Machine Learning Could Enable Automated Microreactor Control
A reinforcement learning framework might pave the way for autonomous nuclear reactors in remote or mobile applications.
University of Michigan researchers have developed a machine learning method that could bring autonomous control to nuclear microreactors. These compact systems deliver carbon-free power to remote locations and critical infrastructure.
The study explores how deep reinforcement learning, a trial-and-error AI training strategy, can adjust the power output of a novel microreactor design through real-time control of internal mechanisms.
The approach could enable smarter, more efficient reactors that don't need constant human oversight—a critical step toward practical deployment in harsh or inaccessible environments.
A mobile nuclear microreactor. Image used courtesy of Idaho National Laboratory
Why Microreactors Need Smarter Control
Microreactors like HolosGen’s Holos-Quad design are emerging as a flexible, scalable alternative to traditional nuclear plants. These sealed, high-temperature gas-cooled systems can fit in a standard shipping container, run for years without refueling, and be airlifted to off-grid sites. But their small power output (typically up to 20 MW thermal) makes operational efficiency a key factor for economic viability.
Up until now, staffing costs and control complexity have been major challenges. That’s where AI comes in.
Researchers used machine learning models in the Holos-Quad microreactor. Image used courtesy of University of Michigan/HolosGen LLC
Traditionally, reactor control has relied on proportional-integral-derivative (PID) controllers, which are simple, stable, and well-understood. But PID requires careful tuning and struggles to respond optimally in complex, nonlinear, or uncertain conditions. Enter reinforcement learning, which learns control policies by interacting with a simulated environment and improving decisions over time.
The reinforcement learning enables real-time control, according to Majdi Radaideh, the research article’s senior author.
Drums, Not Rods
Unlike conventional reactors using axial control rods, the Holos-Quad uses rotating neutron-absorbing drums around its core. Rotating a drum inward decreases reactor power by absorbing more neutrons; rotating it outward increases power. The challenge is synchronizing eight drums in response to dynamic load demands.
To handle this, the research team built a physics-based simulation of the reactor’s core, incorporating thermal feedback and xenon poisoning, factors that influence neutron population and reactor behavior over time. Using this environment, they trained multiple reinforcement learning agents to control the drums under changing power demands.
The novelty, however, lies in the multi-agent reinforcement learning approach. A dedicated agent controls each drum, but all agents learn from the shared reactor state. This structure mirrors the physical symmetry of the reactor itself, allowing the model to multiply its training efficiency.
Axial slice of the Holos-Quad design with control drums out (left) and control drums inserted (right). Coloring delineates objects and assemblies. Image used courtesy of Tunkle et al.

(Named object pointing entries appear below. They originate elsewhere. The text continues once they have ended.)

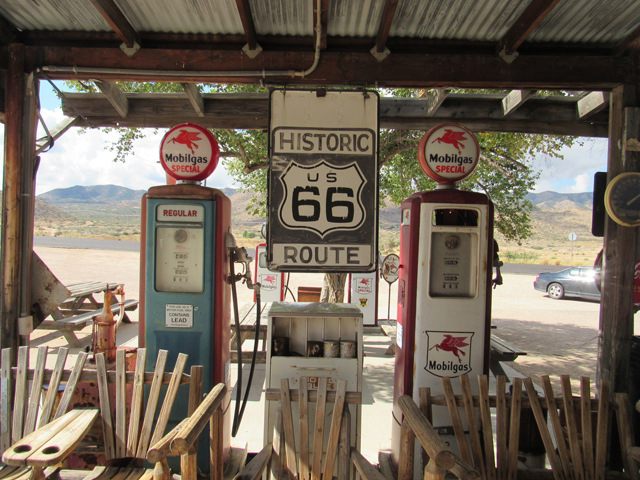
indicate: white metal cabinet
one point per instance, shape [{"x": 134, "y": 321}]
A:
[{"x": 301, "y": 323}]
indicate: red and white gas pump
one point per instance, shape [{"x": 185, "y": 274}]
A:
[{"x": 444, "y": 289}]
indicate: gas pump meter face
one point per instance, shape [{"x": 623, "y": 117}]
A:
[
  {"x": 179, "y": 259},
  {"x": 454, "y": 253}
]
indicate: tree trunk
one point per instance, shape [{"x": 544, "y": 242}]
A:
[{"x": 333, "y": 291}]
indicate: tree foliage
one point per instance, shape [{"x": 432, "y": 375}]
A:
[{"x": 505, "y": 172}]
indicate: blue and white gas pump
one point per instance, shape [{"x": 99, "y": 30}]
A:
[{"x": 185, "y": 265}]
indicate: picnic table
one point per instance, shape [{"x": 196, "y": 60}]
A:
[
  {"x": 78, "y": 310},
  {"x": 82, "y": 298}
]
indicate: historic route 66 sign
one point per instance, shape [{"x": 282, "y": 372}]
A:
[
  {"x": 322, "y": 198},
  {"x": 323, "y": 181}
]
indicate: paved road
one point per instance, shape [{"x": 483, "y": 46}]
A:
[
  {"x": 129, "y": 246},
  {"x": 86, "y": 243}
]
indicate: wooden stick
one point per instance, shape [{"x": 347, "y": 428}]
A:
[
  {"x": 277, "y": 460},
  {"x": 20, "y": 400},
  {"x": 426, "y": 434},
  {"x": 572, "y": 428},
  {"x": 287, "y": 423},
  {"x": 303, "y": 425},
  {"x": 458, "y": 429},
  {"x": 344, "y": 447},
  {"x": 36, "y": 390},
  {"x": 334, "y": 431},
  {"x": 514, "y": 428},
  {"x": 554, "y": 418},
  {"x": 554, "y": 460},
  {"x": 196, "y": 423},
  {"x": 501, "y": 427},
  {"x": 152, "y": 404},
  {"x": 6, "y": 394},
  {"x": 189, "y": 461},
  {"x": 169, "y": 398},
  {"x": 318, "y": 432},
  {"x": 472, "y": 420},
  {"x": 121, "y": 405},
  {"x": 602, "y": 430},
  {"x": 54, "y": 384},
  {"x": 137, "y": 399},
  {"x": 587, "y": 433},
  {"x": 625, "y": 435},
  {"x": 407, "y": 452},
  {"x": 105, "y": 407},
  {"x": 487, "y": 430}
]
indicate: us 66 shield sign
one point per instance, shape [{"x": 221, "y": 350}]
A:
[{"x": 323, "y": 181}]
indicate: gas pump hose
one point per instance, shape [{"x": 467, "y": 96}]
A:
[{"x": 239, "y": 410}]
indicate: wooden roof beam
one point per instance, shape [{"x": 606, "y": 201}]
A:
[
  {"x": 514, "y": 100},
  {"x": 591, "y": 104},
  {"x": 119, "y": 23},
  {"x": 45, "y": 142},
  {"x": 252, "y": 49},
  {"x": 533, "y": 15},
  {"x": 435, "y": 99},
  {"x": 195, "y": 97},
  {"x": 630, "y": 42},
  {"x": 380, "y": 51},
  {"x": 7, "y": 32},
  {"x": 115, "y": 96}
]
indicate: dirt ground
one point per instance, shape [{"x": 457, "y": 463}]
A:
[{"x": 559, "y": 336}]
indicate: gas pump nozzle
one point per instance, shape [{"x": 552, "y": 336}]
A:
[{"x": 240, "y": 255}]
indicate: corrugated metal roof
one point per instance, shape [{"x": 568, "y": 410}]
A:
[
  {"x": 588, "y": 21},
  {"x": 571, "y": 21},
  {"x": 53, "y": 15}
]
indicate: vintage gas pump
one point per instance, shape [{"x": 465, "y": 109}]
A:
[
  {"x": 444, "y": 290},
  {"x": 185, "y": 280}
]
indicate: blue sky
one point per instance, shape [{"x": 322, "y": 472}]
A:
[{"x": 83, "y": 159}]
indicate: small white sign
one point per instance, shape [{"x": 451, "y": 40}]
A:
[
  {"x": 180, "y": 213},
  {"x": 178, "y": 316}
]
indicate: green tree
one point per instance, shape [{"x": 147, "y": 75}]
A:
[{"x": 505, "y": 171}]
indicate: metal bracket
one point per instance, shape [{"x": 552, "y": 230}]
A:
[
  {"x": 130, "y": 51},
  {"x": 380, "y": 55},
  {"x": 252, "y": 53},
  {"x": 25, "y": 325},
  {"x": 509, "y": 58}
]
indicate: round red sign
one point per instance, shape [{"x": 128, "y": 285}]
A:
[
  {"x": 189, "y": 152},
  {"x": 448, "y": 153}
]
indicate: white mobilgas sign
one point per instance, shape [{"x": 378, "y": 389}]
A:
[
  {"x": 323, "y": 181},
  {"x": 448, "y": 153},
  {"x": 189, "y": 152}
]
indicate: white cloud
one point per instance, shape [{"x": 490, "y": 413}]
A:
[
  {"x": 573, "y": 174},
  {"x": 79, "y": 158}
]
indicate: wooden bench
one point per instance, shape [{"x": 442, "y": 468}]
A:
[
  {"x": 135, "y": 432},
  {"x": 502, "y": 351},
  {"x": 68, "y": 325}
]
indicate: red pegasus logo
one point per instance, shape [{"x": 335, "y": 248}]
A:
[
  {"x": 452, "y": 344},
  {"x": 452, "y": 138},
  {"x": 187, "y": 138}
]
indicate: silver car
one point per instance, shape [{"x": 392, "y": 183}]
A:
[{"x": 571, "y": 282}]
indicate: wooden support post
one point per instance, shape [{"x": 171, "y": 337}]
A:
[
  {"x": 17, "y": 198},
  {"x": 407, "y": 449},
  {"x": 616, "y": 308}
]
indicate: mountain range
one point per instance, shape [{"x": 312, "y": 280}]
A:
[{"x": 71, "y": 200}]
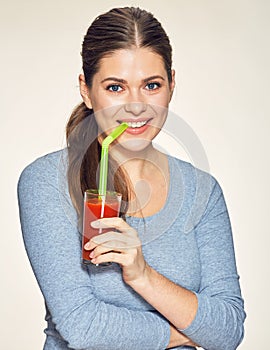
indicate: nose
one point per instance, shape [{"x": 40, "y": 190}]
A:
[{"x": 136, "y": 108}]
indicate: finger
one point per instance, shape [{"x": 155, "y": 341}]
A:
[
  {"x": 113, "y": 240},
  {"x": 116, "y": 240},
  {"x": 117, "y": 223},
  {"x": 109, "y": 257}
]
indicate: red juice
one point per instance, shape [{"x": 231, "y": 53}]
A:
[{"x": 95, "y": 209}]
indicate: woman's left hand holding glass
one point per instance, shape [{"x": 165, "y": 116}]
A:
[{"x": 120, "y": 245}]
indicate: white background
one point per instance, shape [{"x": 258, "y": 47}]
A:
[{"x": 221, "y": 57}]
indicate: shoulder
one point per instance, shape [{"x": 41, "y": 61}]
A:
[
  {"x": 191, "y": 176},
  {"x": 46, "y": 168}
]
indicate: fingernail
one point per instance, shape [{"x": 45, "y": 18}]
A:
[
  {"x": 95, "y": 224},
  {"x": 87, "y": 246}
]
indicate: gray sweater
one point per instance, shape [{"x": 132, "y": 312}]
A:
[{"x": 189, "y": 241}]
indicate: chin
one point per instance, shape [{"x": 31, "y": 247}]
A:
[{"x": 135, "y": 144}]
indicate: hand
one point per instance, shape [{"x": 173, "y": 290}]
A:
[{"x": 122, "y": 246}]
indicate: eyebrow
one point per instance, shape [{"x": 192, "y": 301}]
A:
[{"x": 123, "y": 81}]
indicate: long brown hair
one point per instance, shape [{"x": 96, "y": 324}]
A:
[{"x": 120, "y": 28}]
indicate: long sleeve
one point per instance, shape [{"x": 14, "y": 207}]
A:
[
  {"x": 218, "y": 324},
  {"x": 53, "y": 244}
]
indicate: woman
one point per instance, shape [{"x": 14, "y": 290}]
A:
[{"x": 173, "y": 281}]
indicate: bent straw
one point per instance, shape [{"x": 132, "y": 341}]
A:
[{"x": 105, "y": 155}]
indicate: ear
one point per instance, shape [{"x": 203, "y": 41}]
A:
[
  {"x": 172, "y": 85},
  {"x": 85, "y": 91}
]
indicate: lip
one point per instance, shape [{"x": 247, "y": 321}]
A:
[{"x": 136, "y": 131}]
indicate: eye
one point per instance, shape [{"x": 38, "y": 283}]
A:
[
  {"x": 153, "y": 86},
  {"x": 114, "y": 88}
]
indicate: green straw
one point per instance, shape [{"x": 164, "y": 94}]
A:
[{"x": 105, "y": 155}]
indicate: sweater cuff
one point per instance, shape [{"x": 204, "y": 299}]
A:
[{"x": 199, "y": 317}]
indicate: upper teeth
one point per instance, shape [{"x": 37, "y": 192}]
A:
[{"x": 136, "y": 124}]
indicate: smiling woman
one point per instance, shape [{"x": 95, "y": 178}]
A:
[{"x": 172, "y": 281}]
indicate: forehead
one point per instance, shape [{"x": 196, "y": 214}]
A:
[{"x": 133, "y": 63}]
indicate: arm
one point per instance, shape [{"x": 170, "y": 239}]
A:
[
  {"x": 53, "y": 247},
  {"x": 214, "y": 316}
]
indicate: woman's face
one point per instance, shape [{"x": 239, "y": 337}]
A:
[{"x": 131, "y": 86}]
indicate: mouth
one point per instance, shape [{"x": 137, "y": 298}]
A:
[
  {"x": 135, "y": 124},
  {"x": 136, "y": 127}
]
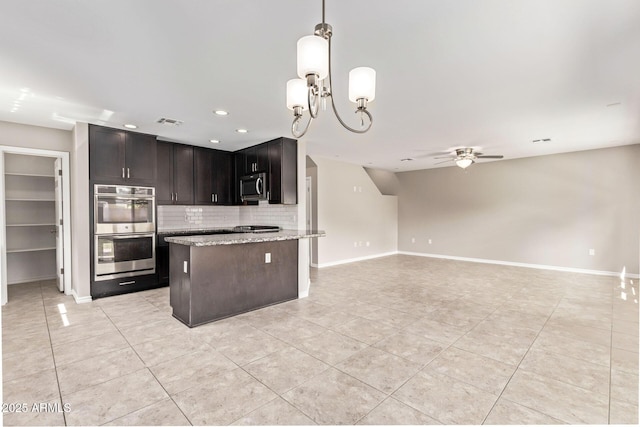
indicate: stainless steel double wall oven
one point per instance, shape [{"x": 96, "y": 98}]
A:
[{"x": 124, "y": 231}]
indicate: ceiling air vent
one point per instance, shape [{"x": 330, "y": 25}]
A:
[{"x": 169, "y": 122}]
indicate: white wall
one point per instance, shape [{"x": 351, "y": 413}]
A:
[
  {"x": 547, "y": 210},
  {"x": 81, "y": 242},
  {"x": 352, "y": 218}
]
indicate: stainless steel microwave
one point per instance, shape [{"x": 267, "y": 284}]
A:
[{"x": 254, "y": 187}]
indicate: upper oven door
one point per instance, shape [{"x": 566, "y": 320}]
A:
[{"x": 119, "y": 209}]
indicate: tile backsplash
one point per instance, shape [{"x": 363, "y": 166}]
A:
[{"x": 197, "y": 217}]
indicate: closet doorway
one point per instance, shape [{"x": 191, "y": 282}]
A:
[{"x": 34, "y": 218}]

Smarter, Faster, More Efficient
The reinforcement learning framework was tested in three configurations:
- Single-agent RL, where one agent controlled all eight drums.
- Multi-agent RL, with one agent per drum.
- Traditional PID control as a baseline.
All controllers were tested on multiple power-following scenarios, including short transients with rapid power ramps, extended runs where xenon buildup plays a significant role, and noisy environments simulating imperfect sensor data.
In short-term scenarios, the RL agent cut tracking error by more than 50% compared to PID, with comparable or lower control effort. While PID slightly outperformed in very long-duration transients, RL maintained power output within a 1% error margin, even though it was only trained on short-term profiles.
And the multi-agent RL configuration stood out. It reached similar performance with at least 2x faster training than the single-agent RL system and achieved up to 150% lower actuation effort than PID, meaning less wear and greater efficiency.
Real-World Readiness and What’s Next
Despite the promising results, the RL framework is still confined to simulation. Before it can be applied in a real-world microreactor, the team said it needs to be validated against high-fidelity multiphysics models and eventually tested in experimental systems.
The long-term vision is a forward digital twin, a self-learning control loop that can monitor the physical system, predict its behavior, and adapt real-time control strategies.